The host of the discussion, Behzad Nabavi, said that hard-liners would prefer lower turnout and that those who boycott were “cooperating” to guarantee a landslide conservative victory. One participant in the discussion, though, asked how voting would make a difference, given the Rouhani government’s failure to produce meaningful change.
“What can Mr. Hemmati do that Mr. Rouhani couldn’t? Isn’t it true that the president does not even have the authority to choose his own deputy?” the participant asked. For instance, Hemmati “promises that he can free the Internet in Iran,” the man said, noting that Rouhani had been unable to prevent the censorship or filtering of websites and Internet apps such as Telegram.
The question of participation in the election has split Iran’s reformist circles. A statement attributed to Mohammad Khatami, a pro-reform cleric who served two terms as Iran’s president, appeared to encourage people to vote, warning of a “minority” that “imposes its will on society at any cost.”

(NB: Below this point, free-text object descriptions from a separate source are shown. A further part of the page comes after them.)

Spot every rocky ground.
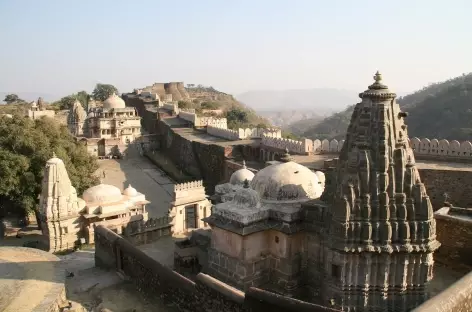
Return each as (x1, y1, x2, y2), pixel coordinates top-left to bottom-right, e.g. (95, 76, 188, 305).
(0, 226, 178, 312)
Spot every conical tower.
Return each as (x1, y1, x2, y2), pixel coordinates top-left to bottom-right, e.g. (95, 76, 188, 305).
(321, 72, 440, 311)
(39, 153, 82, 252)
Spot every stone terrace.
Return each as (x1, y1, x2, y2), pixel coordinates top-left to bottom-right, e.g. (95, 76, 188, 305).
(163, 116, 259, 147)
(97, 148, 174, 218)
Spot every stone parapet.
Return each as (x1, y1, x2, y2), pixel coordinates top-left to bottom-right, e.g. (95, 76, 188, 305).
(207, 126, 282, 141)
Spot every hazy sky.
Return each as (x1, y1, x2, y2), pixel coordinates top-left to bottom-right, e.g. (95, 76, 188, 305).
(1, 0, 471, 98)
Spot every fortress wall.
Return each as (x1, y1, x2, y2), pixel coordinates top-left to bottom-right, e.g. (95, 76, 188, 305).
(152, 83, 166, 98)
(207, 125, 239, 140)
(165, 82, 183, 101)
(177, 82, 190, 99)
(262, 134, 306, 155)
(197, 116, 227, 128)
(157, 120, 228, 194)
(179, 111, 197, 124)
(94, 225, 341, 312)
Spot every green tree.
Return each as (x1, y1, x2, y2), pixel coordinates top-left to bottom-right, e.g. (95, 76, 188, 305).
(54, 95, 77, 110)
(0, 116, 99, 219)
(76, 90, 90, 107)
(178, 100, 192, 109)
(92, 83, 118, 101)
(200, 101, 221, 110)
(3, 94, 23, 104)
(226, 108, 249, 129)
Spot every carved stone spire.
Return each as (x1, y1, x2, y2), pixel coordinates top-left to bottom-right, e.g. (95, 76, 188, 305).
(323, 72, 440, 310)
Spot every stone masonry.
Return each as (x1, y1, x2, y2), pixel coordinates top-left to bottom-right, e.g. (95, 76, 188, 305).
(307, 72, 441, 311)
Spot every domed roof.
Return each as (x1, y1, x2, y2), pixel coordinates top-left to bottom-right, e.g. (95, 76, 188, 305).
(229, 161, 255, 185)
(82, 184, 123, 205)
(103, 93, 125, 109)
(250, 161, 322, 202)
(123, 184, 138, 197)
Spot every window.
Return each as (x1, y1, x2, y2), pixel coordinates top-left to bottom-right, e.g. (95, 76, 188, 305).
(274, 236, 279, 243)
(62, 227, 68, 234)
(332, 264, 341, 279)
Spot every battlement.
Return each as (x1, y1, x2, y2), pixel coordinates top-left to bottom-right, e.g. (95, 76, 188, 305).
(178, 110, 228, 128)
(207, 125, 239, 140)
(174, 180, 204, 192)
(409, 137, 472, 159)
(206, 126, 282, 140)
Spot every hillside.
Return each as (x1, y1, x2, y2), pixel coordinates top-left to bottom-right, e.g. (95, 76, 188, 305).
(258, 110, 323, 129)
(0, 92, 57, 103)
(137, 83, 271, 130)
(294, 73, 472, 141)
(184, 86, 271, 129)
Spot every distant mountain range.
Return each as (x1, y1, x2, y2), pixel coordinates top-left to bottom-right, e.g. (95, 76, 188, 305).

But a recent statement by Mir Hossein Mousavi, an opposition leader who is under house arrest, showed sympathy for the boycotters. “I will stand by those who are fed up with the humiliating and engineered elections — those who are not willing to give in to behind-the-scenes decisions for the future of the country,” he said this week.
The most recent polling data from the Iranian Student Polling Agency predicted voter turnout at 42 percent, far lower than in previous presidential contests. Iran’s political establishment responded with an urgent call for people to get out and vote.
In a televised speech Wednesday, Khamenei blamed Iran’s enemies and foreign media for suppressing the vote, “in order to not allow the glory of elections to be put on display.” He said, “God willing, the people will participate, and this will give more prestige to the Islamic Republic,” he said.
Rouhani, in a speech encouraging people to vote Thursday, said that while there were “grievances” about how the election was being conducted, “the inadequate work of a group or an institution should not prevent us from a very great national and legal duty,” in an apparent reference to the Guardian Council.
Nima, a 30-year-old artist in Tehran, had weighed all the conflicting opinions and decided it was the “right act to vote,” he said in a text message. The election was critical, coming at a time when the question of who would succeed the aging supreme leader was coming to the fore.
“If we do not do all we can to stop the regime from having entirely unrivaled power, any kind of resistance or activism to make changes in the future will be much harder,” he said.